The launch represents a notable evolution in crypto ETFs, combining direct spot exposure with on-chain yield generation, an approach rarely seen in U.S. markets so far.
The first-ever AVAX ETF is now tradable on @Nasdaq.
Introducing $VAVX from @vaneck_us. pic.twitter.com/CwfzDTefaL
— Avalanche🔺 (@avax) January 26, 2026
What Makes VAVX Different
Unlike traditional spot crypto ETFs that simply hold the underlying asset, VAVX is structured to actively stake a significant portion of its AVAX holdings.

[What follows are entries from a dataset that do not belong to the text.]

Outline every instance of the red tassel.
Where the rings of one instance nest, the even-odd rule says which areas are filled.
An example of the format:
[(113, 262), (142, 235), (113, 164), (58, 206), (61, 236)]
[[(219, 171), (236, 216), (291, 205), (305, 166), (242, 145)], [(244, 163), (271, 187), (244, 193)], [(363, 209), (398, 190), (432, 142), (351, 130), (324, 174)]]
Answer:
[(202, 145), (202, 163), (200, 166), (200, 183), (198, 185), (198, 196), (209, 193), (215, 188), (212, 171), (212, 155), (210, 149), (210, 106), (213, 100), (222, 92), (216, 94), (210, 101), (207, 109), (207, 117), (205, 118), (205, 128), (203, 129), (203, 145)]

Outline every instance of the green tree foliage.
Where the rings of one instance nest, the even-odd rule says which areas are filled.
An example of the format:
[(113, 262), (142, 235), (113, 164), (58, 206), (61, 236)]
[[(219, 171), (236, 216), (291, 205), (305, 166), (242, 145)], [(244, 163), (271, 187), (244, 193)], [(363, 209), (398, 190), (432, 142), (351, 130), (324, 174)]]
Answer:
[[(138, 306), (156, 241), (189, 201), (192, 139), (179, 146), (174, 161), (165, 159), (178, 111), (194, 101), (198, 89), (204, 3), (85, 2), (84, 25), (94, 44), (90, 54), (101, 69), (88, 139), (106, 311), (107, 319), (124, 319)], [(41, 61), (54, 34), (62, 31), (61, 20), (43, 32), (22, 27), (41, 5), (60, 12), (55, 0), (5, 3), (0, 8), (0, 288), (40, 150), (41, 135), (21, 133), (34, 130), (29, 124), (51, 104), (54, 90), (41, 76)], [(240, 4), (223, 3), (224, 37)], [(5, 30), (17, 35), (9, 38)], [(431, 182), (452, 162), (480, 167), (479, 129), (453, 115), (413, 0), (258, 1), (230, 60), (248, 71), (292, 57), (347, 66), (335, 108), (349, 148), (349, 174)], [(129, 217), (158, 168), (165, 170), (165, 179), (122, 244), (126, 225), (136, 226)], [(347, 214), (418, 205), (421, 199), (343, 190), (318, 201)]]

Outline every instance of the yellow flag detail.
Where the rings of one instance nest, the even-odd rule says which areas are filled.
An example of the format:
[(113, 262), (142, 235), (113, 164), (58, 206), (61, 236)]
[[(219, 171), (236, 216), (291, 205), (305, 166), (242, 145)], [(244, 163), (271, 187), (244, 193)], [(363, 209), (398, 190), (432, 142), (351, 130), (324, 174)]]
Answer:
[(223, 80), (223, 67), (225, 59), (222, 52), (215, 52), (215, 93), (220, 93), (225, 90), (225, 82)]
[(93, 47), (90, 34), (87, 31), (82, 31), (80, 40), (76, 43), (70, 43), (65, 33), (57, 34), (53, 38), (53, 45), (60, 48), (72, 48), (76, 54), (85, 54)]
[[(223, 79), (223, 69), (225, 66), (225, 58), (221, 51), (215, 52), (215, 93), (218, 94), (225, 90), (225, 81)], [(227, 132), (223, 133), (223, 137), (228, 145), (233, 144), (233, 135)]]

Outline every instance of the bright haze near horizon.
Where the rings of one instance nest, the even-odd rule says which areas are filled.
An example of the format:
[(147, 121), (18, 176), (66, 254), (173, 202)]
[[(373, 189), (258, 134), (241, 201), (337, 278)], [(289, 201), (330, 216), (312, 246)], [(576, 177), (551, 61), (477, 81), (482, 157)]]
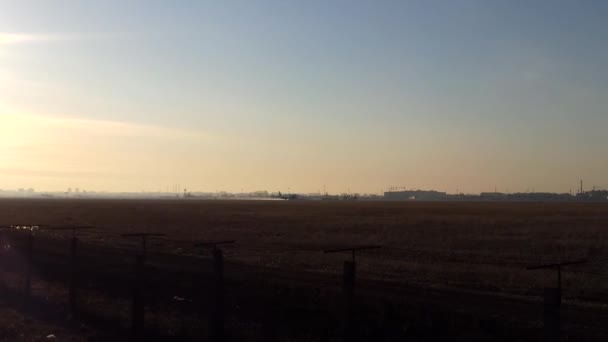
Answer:
[(0, 0), (0, 188), (608, 184), (605, 1)]

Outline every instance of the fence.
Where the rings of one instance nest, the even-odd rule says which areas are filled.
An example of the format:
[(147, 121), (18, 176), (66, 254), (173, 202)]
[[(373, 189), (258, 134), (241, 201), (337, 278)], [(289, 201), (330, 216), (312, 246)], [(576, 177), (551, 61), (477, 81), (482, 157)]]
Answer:
[[(2, 269), (5, 275), (14, 276), (4, 277), (5, 294), (21, 298), (26, 309), (34, 302), (43, 305), (42, 297), (51, 297), (47, 305), (65, 308), (83, 320), (103, 322), (104, 328), (115, 329), (117, 334), (130, 330), (133, 340), (179, 337), (272, 341), (288, 335), (295, 341), (401, 341), (408, 336), (434, 340), (446, 335), (535, 340), (542, 335), (546, 341), (558, 341), (560, 332), (571, 337), (585, 333), (583, 328), (562, 331), (561, 294), (555, 291), (547, 291), (544, 297), (542, 324), (543, 315), (536, 315), (533, 308), (542, 308), (543, 304), (529, 298), (467, 294), (462, 299), (471, 304), (467, 311), (460, 309), (462, 305), (454, 307), (460, 299), (451, 291), (365, 279), (356, 285), (355, 252), (380, 246), (325, 251), (352, 253), (352, 259), (344, 262), (340, 290), (339, 278), (331, 275), (226, 264), (222, 248), (235, 241), (193, 242), (211, 250), (211, 258), (201, 258), (150, 253), (147, 239), (163, 234), (125, 234), (125, 238), (142, 241), (141, 248), (133, 253), (79, 242), (77, 232), (86, 229), (94, 227), (4, 227), (0, 231)], [(46, 235), (61, 230), (72, 232), (69, 243)], [(558, 269), (561, 274), (561, 266)], [(37, 283), (46, 287), (33, 288), (32, 284)], [(54, 291), (59, 295), (49, 294)], [(62, 300), (65, 297), (67, 303)], [(512, 322), (475, 310), (475, 306), (510, 307), (526, 315)], [(589, 311), (583, 317), (605, 318), (608, 322), (604, 312)], [(601, 335), (605, 331), (598, 326), (593, 333)]]

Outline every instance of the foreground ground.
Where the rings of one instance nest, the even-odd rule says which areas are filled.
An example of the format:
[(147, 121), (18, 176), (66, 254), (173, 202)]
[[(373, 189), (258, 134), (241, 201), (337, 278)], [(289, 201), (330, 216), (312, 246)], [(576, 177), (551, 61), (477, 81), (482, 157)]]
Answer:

According to VanEck, up to 70% of the fund’s AVAX may be staked, with staking rewards passed through to shareholders after fees.
This design allows investors to gain:
- Direct spot exposure to AVAX price movements
- Ongoing yield derived from Avalanche’s proof-of-stake network
- A simplified structure that avoids direct wallet management or validator operations
In effect, VAVX blends elements of a spot ETF with income-style characteristics more commonly associated with covered-call or yield-enhanced products.

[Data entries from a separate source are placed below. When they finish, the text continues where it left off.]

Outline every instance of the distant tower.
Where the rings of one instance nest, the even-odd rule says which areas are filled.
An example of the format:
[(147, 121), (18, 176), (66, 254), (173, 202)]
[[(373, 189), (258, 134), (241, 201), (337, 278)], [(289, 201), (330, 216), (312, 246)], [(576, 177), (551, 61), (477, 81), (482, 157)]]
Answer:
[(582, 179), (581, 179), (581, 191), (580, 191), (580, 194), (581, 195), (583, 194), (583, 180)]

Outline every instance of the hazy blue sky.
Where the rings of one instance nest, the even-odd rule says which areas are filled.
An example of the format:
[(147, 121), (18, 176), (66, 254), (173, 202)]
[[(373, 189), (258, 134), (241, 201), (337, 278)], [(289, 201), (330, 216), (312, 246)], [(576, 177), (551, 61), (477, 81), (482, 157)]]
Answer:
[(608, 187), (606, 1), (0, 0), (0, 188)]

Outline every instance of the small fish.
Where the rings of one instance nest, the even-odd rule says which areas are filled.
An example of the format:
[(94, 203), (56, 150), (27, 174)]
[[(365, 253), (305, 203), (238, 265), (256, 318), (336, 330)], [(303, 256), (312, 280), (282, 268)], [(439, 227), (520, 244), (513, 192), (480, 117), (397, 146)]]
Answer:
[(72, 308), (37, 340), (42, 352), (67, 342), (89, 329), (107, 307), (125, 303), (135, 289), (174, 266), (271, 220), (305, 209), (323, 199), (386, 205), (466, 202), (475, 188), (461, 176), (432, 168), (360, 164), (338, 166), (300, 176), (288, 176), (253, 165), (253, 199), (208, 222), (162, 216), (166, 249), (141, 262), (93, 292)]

Aggressive Fee Incentives at Launch
To support early adoption, VanEck has implemented a temporary sponsor fee waiver:
- 0% sponsor fee on the first $500 million in assets, or
- Until February 28, 2026, whichever comes first
Once the waiver expires, the ETF will carry a 0.20% annual sponsor fee, placing it competitively among digital asset ETFs while accounting for the added operational complexity of staking.
Liquidity and Market Structure
VanEck has appointed Flow Traders as the ETF’s primary market maker, a move aimed at ensuring tight spreads and reliable liquidity from day one. This is particularly important for a staking-enabled spot ETF, where underlying asset movements and reward mechanics can introduce additional complexity.
Why This Matters
The launch of VAVX signals growing regulatory comfort with more sophisticated crypto ETF structures in the U.S., extending beyond simple price tracking. By combining spot exposure with native network yield, VanEck is effectively testing whether U.S. investors are ready for ETFs that mirror how digital assets actually function on-chain.
If successful, VAVX could set a precedent for future staking-enabled ETFs tied to other proof-of-stake networks, potentially reshaping how institutional capital accesses crypto returns.